SEBAIKNYA MANUSIA PUNAH

Avatar photo
415
×

SEBAIKNYA MANUSIA PUNAH

Sebarkan artikel ini

Ia setuju manusia binasah. Tawanya akan meletus dasyat penuh dengan kemenangan jika hal itu terjadi. Setiap malam menjelang, bibirnya tunduk memanjatkan ribuan doa yang dilempar ke langit, mengharapkan keajaiban hadir. Ia inginkan malapetaka menghangusbumikan jantung juga hati manusia. Biarlah tak ada akal, izinkan hewan dan serangga yang menguasai dunia, maka perasaan tak akan memiliki arti. Sebab akal tak sadar, nafsu tak digiring setan. Semuanya akan mengalir sesuai yang alam inginkan. Satu saja! Cabut manusia sampai ke akar-akarnya! Agar dunia ini tak menangis sesenggukan setiap malam. Sementara manusia masih gila dengan bidadari liar di sudut-sudut kegelapan. Entah berjas, entah berandal!

Siapa yang peduli dengan seorang remaja di beranda Gereja? Ia menatap langit datar. Mengkhayalkan dapat duduk di pangkuan sang rembulan. Imajinasi berbicara pada ribuan gumintang. Angannya hendak berbaring di sisi mentari jika siang datang, agar dapat memberikan kehangatan yang selalu dirindukannya sepanjang malam. Ibu mabuk dengan pekerjaan. Ayah limbung akan kekuasaan. Surga di rumah tercinta mendadak menjadi neraka. Ia sendirian, jika pun berteman hanya dengan angin, atau bisunya sepi yang menjalar panjang. Menangis tak lagi menjadi hal yang menarik untuk menyambut kesedihan, ia terlalu bosan dengan alur hidup yang memuakkan. Maka, tak salah, jika ia menginginkan takdir manusia segera dilenyapkan. Termasuk Azizah, sahabat yang sudah tak lagi mau memedulikannya.

“Azizah, nanti sore mainlah ke rumahku, Ayah dan Ibu sedang tak ada di rumah, mereka sibuk dengan pekerjaan politiknya. Rumah menjadi sunyi, dan aku kesepian, tidak mungkinlah aku bermain-main dengan para pembantu di rumah, mereka juga sibuk mengurusi pekerjaan masing-masing,” ungkapnya pilu saat bertemu dengan Azizah suatu hari. Anak itu menggeleng iba.
“Maafkan aku, Chelsea, aku tidak bisa,”
“Kenapa? Kau bingung pulangnya? Tenang saja, aku banyak sopir yang akan mengantarkanmu sampai rumah, bahkan siap menjemputmu!” Ia berkata dengan wajah memohon.
“Ayah melarangku berteman denganmu,”
“Alasannya?” Ia tak mengerti dengan kalimat yang keluar dari bibir Azizah. Untuk
pertamakalinya ia ditolak mentah. Jiwanya terasa hancur berkeping-keping. “Aku tidak cacat. Aku baik hati. Kenapa ayahmu melarangmu bermain denganku?”“Emmmm….” desis Azizah tidak sanggup memberikan jawaban. “Katakan padanya, lakum dinukum waliyadin! Untukmu agamamu, dan untukku agamaku, itu pesan dari Ayahku.” Lanjutnya.

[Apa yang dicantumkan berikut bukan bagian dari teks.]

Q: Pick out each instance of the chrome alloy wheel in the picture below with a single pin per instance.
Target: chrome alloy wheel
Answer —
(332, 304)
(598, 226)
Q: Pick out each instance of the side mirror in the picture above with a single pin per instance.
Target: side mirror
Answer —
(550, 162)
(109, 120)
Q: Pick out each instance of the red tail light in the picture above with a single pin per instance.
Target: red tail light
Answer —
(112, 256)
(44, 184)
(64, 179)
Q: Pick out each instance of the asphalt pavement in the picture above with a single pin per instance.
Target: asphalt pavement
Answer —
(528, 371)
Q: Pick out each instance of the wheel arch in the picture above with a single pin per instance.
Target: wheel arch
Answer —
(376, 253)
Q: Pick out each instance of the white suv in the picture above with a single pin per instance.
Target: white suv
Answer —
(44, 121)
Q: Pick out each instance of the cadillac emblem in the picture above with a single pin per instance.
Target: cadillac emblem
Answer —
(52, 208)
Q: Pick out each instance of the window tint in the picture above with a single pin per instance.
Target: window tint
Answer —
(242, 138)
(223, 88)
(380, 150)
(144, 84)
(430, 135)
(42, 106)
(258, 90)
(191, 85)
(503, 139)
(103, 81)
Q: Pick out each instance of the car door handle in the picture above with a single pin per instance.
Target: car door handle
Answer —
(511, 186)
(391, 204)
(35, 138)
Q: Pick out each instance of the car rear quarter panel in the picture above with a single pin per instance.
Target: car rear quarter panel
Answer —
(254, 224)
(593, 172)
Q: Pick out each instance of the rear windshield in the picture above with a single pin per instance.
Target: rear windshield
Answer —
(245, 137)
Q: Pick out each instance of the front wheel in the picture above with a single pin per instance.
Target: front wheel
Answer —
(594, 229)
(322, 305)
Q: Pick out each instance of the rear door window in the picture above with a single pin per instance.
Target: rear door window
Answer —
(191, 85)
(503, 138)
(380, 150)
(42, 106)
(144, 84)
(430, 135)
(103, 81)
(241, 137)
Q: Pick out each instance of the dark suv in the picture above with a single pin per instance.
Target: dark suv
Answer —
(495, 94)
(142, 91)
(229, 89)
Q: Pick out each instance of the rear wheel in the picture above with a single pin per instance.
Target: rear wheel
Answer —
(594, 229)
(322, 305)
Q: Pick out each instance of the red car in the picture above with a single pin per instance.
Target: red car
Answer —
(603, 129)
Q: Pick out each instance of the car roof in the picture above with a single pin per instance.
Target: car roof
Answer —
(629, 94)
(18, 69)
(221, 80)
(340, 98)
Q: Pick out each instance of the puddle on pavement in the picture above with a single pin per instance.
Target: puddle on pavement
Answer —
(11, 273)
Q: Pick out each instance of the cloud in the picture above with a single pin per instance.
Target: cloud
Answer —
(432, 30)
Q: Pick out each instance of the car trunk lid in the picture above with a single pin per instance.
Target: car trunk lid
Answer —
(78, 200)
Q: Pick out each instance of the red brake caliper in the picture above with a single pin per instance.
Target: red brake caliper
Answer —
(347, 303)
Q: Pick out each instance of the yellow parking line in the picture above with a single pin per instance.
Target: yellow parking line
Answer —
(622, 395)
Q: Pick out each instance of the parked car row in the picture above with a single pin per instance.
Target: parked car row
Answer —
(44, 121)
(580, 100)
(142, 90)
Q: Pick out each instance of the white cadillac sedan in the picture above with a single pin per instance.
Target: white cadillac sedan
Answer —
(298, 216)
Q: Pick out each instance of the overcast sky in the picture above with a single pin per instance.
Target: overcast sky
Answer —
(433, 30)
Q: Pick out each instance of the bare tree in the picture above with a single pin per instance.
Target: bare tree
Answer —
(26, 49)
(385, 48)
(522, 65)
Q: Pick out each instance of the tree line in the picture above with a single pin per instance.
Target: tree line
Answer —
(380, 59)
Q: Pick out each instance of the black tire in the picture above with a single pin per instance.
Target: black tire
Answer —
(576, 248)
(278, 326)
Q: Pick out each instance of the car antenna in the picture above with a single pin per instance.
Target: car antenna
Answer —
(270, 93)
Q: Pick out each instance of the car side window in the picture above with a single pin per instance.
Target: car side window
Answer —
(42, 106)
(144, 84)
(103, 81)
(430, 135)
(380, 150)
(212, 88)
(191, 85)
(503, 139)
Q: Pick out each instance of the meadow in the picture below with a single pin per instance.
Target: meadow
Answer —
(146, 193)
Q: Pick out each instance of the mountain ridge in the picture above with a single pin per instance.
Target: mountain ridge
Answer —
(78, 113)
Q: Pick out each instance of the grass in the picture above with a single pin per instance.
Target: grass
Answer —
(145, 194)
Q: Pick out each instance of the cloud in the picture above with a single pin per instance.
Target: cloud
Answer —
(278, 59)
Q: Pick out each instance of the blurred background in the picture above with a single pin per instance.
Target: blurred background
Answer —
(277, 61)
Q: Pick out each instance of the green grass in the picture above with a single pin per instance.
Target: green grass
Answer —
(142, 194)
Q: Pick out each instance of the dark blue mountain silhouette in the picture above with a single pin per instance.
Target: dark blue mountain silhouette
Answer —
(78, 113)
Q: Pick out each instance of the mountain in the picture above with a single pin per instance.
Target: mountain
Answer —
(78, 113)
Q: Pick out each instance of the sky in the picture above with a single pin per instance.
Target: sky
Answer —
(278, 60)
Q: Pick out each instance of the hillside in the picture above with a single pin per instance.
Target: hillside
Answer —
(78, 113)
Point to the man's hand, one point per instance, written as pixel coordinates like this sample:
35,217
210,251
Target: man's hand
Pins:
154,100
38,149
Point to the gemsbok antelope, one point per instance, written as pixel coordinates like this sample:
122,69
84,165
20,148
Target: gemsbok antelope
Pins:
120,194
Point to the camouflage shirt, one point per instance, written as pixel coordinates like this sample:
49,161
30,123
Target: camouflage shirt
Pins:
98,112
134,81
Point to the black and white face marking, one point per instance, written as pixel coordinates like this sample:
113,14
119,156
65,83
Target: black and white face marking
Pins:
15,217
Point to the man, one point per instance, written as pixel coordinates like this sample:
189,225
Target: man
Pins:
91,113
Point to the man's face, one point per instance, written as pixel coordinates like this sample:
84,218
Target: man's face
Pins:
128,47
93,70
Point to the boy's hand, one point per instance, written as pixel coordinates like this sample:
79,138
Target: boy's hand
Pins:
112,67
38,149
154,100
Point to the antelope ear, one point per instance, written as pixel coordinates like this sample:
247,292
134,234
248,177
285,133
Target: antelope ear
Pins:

“Aku hanya kesepian Azizah, aku butuh teman, aku berjanji tak akan membuatmu susah, bagiku kau adalah sahabat yang paling asyik diajak berbicara, selama ini kita selalu bersosialisasi dengan baik, tak pernah ada masalah, namun mendadak kau membuat sesuatu yang manis menjadi pahit. Kenapa ayahmu melarang? Adakah yang salah denganku, Azizah?” “Ápakah selama ini kau tidak pernah melihat kabar di televisi mengenai ayahmu?”
Ia menggeleng. Azizah mengembuskan napas dalam. “Bukannya aku tidak mau bermain lagi denganmu, Chelsea,” tutur Azizah lembut. Ia gapai tangan Chelsea. “Tapi, ayahmu telah menyakiti perasaan ayahku, ia begitu kecewa kepada ayahmu, apa yang salah dengannya?”
“Aku tidak mengerti dengan apa yang kau maksud, Azizah!”’
“Maafkan aku, Chelsea. Kau akan segera mengerti jika sudah mengetahui semuanya. Bahkan jika kau menjadi Ayahku, kau akan melakukan tindakan yang sama, saudara-saudara, dan semua orang yang berada dalam agamaku sedang sangat terluka karena ucapan ayahmu yang seharusnya tak layak diucapkan oleh pemimpin negeri ini!” Kawan, kukatakan padamu, sejujurnya Chelsea mengerti, namun ia berpura-pura tak memahami. Ia menutup diri dari kebenaran ayahnya yang membuat batin banyak orang perih. Ia sempat mengikuti siaran berita sepanjang hari, tak pernah melewatkan, karena hanya dengan itu ia dapat menghapus rindu kelabu pada ayahnya. Sosok yang menjadi alasannya dilahirkan ke dunia, senantiasa tampil dalam chanel televisi. Dadanya setiap bulan dibuat sesak, jadwal bermain santai dengan keluarga sering digunakan untuk berselingkuh dengan dunia politik, waktu senggang, mendadak menjadi kesempatan manis untuk menyibukkan diri. Maka, sesaknya bertambah menjadi setelah menyaksikan berita baru tentang ayahnya. Ia bahkan malu menjadi anaknya. ‘Sungguh bukan pemimpin yang baik!’ Sebuah darah daging bahkan sanggup mengumpat, bagaimana dengan nyawa dalam jasad orang lain.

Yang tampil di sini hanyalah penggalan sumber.